The Murder Hornet Hunters of Paris

Thus, the brothers Bize won the municipal contract for wasp control in Paris. In two vans, they zigzagged to calls to nix nests citywide, one working the Left Bank while the other worked the Right Bank, as Gregory’s wife, Léa, acted as dispatcher.

Spring. Summer. Fall. The city paid handsomely, but the caseload was gruesome. Now, the Bize brothers live and work in the suburbs just outside Le Périphérique. They destroyed some 300 Asian hornet nests in 2019. “Last year was not that bad — this year is heavy,” Matthieu Bize said. “Beaucoup d’activité!”

Wasps’ numbers are at their max in late summer, and because of a mild spring, the city was lousy with both native wasps and the Asian hornets this year. They tortured the bakers’ brioches. They danced on the fishmongers’ squid. They sailed into fifth-floor flats to drink from the juice cups of babies and even appeared on buildings as human-size graffiti.

“It’s a very good year for this hornet,” said Quentin Rome, an expert on the Asian hornet at the French National Museum of Natural History. (Vespa velutina, the wasp in question, is often confused with Vespa mandarinia, the giant “murder hornet” that made its way to Washington State, but that species is not in France.) “They are desperate to get other insects to feed” to their larvae, Mr. Rome, 40, said. “The hornets are extra-aggressive with the honeybees in the autumn.”

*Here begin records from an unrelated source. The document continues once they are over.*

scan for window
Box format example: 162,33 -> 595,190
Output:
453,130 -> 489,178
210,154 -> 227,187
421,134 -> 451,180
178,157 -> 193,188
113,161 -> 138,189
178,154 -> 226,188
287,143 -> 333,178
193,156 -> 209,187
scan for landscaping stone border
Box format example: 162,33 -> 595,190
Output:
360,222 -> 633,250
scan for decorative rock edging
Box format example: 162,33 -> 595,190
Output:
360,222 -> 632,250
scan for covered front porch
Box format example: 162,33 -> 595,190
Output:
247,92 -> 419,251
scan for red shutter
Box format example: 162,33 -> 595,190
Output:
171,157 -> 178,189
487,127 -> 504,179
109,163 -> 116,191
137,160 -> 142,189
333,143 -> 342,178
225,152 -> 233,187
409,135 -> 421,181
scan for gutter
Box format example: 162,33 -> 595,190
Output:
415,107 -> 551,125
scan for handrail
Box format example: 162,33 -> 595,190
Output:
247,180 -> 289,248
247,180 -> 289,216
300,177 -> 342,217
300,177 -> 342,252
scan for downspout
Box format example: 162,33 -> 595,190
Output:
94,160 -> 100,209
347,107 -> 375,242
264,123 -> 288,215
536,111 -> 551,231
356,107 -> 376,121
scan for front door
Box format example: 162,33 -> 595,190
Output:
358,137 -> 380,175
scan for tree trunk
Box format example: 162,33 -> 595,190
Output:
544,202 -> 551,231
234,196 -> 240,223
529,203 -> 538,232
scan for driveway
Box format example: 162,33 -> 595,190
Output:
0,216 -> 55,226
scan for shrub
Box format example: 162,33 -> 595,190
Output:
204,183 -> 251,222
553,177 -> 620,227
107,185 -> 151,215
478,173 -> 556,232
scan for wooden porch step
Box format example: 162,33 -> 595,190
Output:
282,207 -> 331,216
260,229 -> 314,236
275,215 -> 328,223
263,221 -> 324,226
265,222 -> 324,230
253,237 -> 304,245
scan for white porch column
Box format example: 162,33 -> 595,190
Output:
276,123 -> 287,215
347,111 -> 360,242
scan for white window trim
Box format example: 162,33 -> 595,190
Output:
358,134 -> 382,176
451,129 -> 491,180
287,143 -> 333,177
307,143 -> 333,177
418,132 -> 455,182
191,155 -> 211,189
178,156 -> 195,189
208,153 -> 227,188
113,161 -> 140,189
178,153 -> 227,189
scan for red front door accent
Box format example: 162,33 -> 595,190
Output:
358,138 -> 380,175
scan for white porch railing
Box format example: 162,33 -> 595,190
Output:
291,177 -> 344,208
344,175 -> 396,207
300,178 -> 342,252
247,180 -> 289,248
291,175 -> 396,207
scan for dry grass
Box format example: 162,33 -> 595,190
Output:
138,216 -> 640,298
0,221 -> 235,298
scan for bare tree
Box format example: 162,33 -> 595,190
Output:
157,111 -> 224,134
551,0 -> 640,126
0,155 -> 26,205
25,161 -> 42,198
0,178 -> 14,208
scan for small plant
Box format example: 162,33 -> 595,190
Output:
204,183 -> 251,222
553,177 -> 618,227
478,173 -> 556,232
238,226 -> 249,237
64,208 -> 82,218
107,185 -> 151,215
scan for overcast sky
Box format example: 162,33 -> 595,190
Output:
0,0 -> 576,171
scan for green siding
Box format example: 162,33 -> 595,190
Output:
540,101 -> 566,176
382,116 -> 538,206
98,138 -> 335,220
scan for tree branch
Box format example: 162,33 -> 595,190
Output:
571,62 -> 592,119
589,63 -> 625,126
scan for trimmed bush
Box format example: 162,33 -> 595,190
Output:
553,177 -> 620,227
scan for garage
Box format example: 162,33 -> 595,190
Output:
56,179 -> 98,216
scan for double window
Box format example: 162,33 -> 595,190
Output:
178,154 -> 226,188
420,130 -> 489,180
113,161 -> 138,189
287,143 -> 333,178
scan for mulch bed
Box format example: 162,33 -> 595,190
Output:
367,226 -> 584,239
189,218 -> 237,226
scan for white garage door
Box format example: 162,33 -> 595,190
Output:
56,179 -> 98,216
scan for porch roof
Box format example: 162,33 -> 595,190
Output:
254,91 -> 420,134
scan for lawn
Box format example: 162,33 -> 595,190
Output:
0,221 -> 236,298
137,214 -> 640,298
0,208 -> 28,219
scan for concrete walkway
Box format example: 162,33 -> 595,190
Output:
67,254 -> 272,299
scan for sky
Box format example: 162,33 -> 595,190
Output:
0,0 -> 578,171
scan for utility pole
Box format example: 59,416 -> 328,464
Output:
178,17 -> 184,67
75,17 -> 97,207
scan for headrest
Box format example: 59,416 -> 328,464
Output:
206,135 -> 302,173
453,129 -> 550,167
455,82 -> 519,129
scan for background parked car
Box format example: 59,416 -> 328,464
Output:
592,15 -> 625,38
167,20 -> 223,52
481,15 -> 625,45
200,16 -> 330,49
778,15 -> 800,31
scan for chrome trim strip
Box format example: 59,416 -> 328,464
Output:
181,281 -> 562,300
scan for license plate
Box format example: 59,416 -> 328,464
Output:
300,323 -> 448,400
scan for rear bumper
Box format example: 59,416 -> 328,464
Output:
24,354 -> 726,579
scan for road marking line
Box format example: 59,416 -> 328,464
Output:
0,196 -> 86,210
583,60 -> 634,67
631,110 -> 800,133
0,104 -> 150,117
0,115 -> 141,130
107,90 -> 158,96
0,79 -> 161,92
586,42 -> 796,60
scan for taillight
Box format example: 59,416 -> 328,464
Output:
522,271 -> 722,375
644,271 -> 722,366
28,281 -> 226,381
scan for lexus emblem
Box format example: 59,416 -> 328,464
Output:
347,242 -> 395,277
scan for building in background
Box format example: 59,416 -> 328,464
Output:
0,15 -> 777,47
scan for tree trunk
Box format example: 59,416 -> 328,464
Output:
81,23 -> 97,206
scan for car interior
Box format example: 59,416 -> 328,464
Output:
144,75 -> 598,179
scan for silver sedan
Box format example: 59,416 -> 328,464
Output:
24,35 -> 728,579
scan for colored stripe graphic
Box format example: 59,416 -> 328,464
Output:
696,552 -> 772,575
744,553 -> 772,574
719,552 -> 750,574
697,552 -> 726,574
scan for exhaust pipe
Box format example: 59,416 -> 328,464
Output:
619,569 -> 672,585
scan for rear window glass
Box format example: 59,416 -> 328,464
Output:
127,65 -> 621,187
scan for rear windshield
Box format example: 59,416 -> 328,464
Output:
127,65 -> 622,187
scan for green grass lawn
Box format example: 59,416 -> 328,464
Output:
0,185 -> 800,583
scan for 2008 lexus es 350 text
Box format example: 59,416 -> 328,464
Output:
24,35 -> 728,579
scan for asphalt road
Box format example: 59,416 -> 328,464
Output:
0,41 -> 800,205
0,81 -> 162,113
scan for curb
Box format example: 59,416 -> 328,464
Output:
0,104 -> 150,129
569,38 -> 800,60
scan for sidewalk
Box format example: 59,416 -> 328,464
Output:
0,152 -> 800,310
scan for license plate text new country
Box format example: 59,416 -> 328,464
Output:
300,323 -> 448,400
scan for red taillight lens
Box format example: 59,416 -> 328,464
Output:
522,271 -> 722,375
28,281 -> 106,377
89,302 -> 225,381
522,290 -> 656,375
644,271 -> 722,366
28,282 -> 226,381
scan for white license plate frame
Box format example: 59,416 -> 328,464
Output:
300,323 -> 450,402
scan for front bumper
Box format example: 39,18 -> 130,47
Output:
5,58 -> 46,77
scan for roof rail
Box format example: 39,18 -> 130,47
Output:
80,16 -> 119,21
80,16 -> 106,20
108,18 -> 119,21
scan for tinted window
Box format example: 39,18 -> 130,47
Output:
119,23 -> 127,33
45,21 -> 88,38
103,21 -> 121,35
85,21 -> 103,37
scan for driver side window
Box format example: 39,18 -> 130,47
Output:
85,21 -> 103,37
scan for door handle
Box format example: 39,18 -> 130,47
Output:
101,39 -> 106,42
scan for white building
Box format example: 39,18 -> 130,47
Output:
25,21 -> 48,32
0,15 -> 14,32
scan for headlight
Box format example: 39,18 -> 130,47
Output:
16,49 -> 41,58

Hornets eat a variety of insects, but beehives are easy marks. A hornet “hawks” the hive, Mr. Perrard explained, hovering around the entrance until it catches a honeybee and carries the sweet petite away.

“It really stresses the bees,” said Lionel Potron, the founder of Apis Civi, the city’s only maison de miel (honey house) with a beekeeping school. “They know the hornets are there and won’t leave to forage. And if they don’t forage, they starve during winter.”